The main hall called Golden hall has eight stout columns at its facade, and they, as well as the shape of the roof with tiles, make this architecture significant .
It is said that the difficulty for Ganjin was not only to travel overseas but also to leave China as he was already well known and important priest for his mother country.
As for travelling overseas I remember the scene, in a novel「天平の甍」"Tenpyo- no- iraka"（Tenpyo is a period , iraka means tiles on a roof), that massive numbers of handwritten books are sinking in the sea when the ship was wrecked.
The novel tells the story of Ganjin and also of ambitious Japanese students who went to China to learn. They dedicated themselves to write down Buddhism doctrine, as it was the main subject for them to learn at that era, and many of them got older until finally they came to be able to go back to Japan with their manuscripts. And then the travel itself was a great obstacle for them.

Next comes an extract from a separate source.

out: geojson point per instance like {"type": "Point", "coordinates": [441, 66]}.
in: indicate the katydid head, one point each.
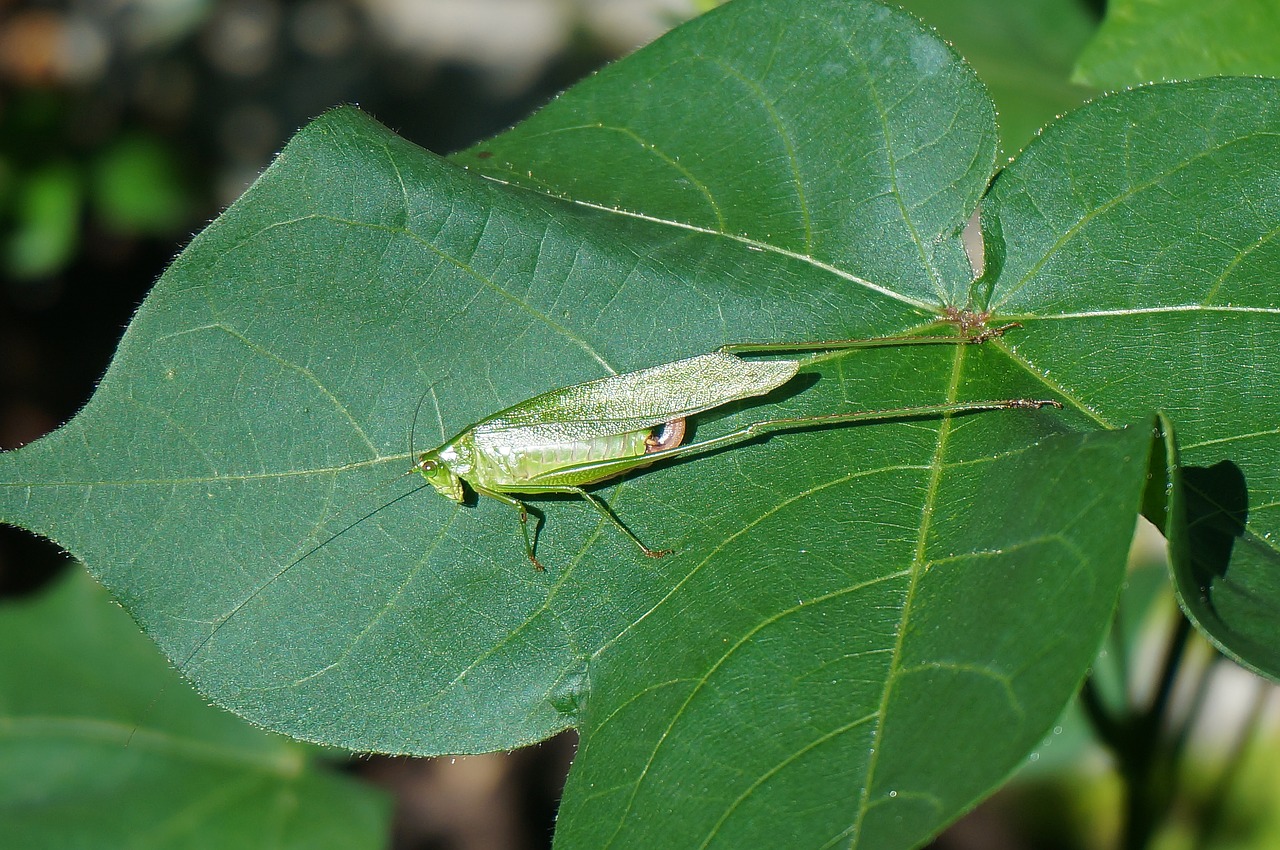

Many years have passed since I read the novel, yet I remember clearly the scene of the books sinking .
There are greenery yard and several paths in the precincts. Hundreds of leaves are flowing in the breeze.
It is said that haiku poet Bashō(1644~1694) wrote the following haiku facing up to the Seated Stature of Ganjin.
I could wipe your eyes
with a green leaf
One of the paths led me to a yard where lotus were planted in some pots.
おおてらの まろきはしらの つきかげを. つちにふみつつ ものをこそおもへ 会津 八一
Stepping on the shadows
at the grand temple
in a moon light
I think now is the time to ponder
The archtectures of Tōshōdai-ji were designated World Heritage site in 1998.